Gute Nachrichten gibt es unterdessen vom Jungstorch, der diese Woche in Friesenhofen für Aufsehen sorgte, weil er zwei Tage lang auf einem Hausdach verweilte (SZ berichtete): „Er hat keine Verletzung an den Flügeln, er ist nur völlig geschwächt, wird jetzt in der Storchenstation am Affenberg in Salem aufgepäppelt, dann beringt und vermutlich schon bald wieder in die Freiheit entlassen“, berichtet Maruszczak. Ihr war es gelungen, den Vogel einzufangen und in pflegerische Obhut zu übergeben.
Sie widerspricht in diesem Zusammenhang dem Eindruck, „als hätte niemand helfen wollen – das ist nicht so“. Ute Reinhard, die Storchenbeauftragte in Baden-Württemberg, habe zurecht darauf hingewiesen, „dass man dem Storch die Möglichkeit geben soll, von selber vom Dach zu segeln“. Diese Auffassung teile Roland Hilgartner, der Leiter der Storchenstation am Affenberg. Auch er hole „nie einen Storch vom Dach“, da die Gefahr, dass sich ein Storch verletzt, wenn er in Panik flieht, etwa, wenn sich eine Feuerwehrleiter nähert, viel zu groß sei. „Die kommen alle von selber runter”, zitiert Maruszczak den Storchenexperten.
Sie könne das Unverständnis in Friesenhofen zwar nachvollziehen, dass dem Tier nicht geholfen werden konnte. „Aber wenn man die Meinung von Experten einholt, dann sollte man denen vertrauen – auch wenn’s schwer fällt“, sagt Maruszczak. Zugleich räumt sie ein: „Ich kann die Friesenhofener durchaus verstehen – ich wäre in dieser Situation früher auch auf die Barrikaden gegangen.“Im Laufe der Jahre habe sie viel über Störche gelernt und wisse, dass das Vorgehen richtig war.
Hilgartner vermute, dass der Jungstorch viele Flugkilometer in den Flügeln hatte und erschöpft im Allgäu ankam. „Da er unberingt ist, wissen wir leider nicht, wo er geschlüpft ist“, sagt Maruszczak.
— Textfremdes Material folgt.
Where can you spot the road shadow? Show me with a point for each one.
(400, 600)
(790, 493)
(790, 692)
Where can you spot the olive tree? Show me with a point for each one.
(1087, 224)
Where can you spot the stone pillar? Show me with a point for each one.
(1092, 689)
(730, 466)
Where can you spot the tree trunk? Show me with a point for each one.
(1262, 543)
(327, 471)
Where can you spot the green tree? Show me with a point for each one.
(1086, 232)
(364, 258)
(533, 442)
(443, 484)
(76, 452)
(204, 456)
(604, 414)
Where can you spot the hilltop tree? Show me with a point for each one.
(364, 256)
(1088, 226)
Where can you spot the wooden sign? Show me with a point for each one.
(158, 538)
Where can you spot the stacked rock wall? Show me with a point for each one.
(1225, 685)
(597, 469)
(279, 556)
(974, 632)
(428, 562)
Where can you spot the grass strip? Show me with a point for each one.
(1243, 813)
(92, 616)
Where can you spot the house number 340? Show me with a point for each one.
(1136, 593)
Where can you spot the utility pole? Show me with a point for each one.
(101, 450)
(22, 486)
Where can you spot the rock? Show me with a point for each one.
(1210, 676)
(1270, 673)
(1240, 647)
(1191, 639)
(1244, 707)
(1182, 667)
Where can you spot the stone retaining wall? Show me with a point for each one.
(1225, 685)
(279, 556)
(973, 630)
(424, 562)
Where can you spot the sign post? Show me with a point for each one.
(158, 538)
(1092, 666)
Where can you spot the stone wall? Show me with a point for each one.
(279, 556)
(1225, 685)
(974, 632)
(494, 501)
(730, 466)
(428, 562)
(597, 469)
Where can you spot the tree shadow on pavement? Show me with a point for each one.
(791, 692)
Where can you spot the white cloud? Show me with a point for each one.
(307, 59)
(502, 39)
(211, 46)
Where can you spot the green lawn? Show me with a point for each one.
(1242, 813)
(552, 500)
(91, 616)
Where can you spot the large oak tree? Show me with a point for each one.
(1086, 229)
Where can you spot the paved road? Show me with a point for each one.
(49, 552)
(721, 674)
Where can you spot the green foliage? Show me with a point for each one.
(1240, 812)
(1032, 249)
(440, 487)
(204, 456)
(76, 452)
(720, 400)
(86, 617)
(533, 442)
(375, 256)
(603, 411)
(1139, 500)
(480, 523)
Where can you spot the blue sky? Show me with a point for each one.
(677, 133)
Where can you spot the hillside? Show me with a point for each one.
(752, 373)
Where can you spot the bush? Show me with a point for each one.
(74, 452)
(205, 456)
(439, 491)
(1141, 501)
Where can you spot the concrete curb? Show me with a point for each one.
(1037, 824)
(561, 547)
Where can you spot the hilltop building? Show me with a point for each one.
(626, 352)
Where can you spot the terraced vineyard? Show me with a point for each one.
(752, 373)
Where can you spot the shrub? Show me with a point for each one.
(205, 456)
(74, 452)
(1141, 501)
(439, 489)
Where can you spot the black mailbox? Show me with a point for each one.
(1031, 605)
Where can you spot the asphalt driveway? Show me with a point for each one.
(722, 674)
Außerdem sei möglich, „dass er schon im Nest von den Eltern wegen der aktuellen Trockenheit nicht ausreichend mit Nahrung versorgt wurde“. Hilgartner habe ihn eingehend untersucht, „dann stand er sofort auf, schlüpfte durch die Tür in die große Voliere, entdeckte dort drei Leidensgenossen, versteckte sich im Gebüsch und begann dann, sein Gefieder zu putzen – ein sehr gutes Zeichen“, erzählt Maruszczak vom Ende ihrer Rettungsaktion.
Sobald der junge Vogel wieder zu Kräften gekommen sei, werde er beringt und könne vermutlich bald entlassen werden. Sie bleibe mit Salem in Kontakt und werde im Isnyer Storchentagebuch berichten. Einen Namen trägt der Jungstorch übrigens inzwischen auch: „Karlsson vom Friesenhofener Dach“.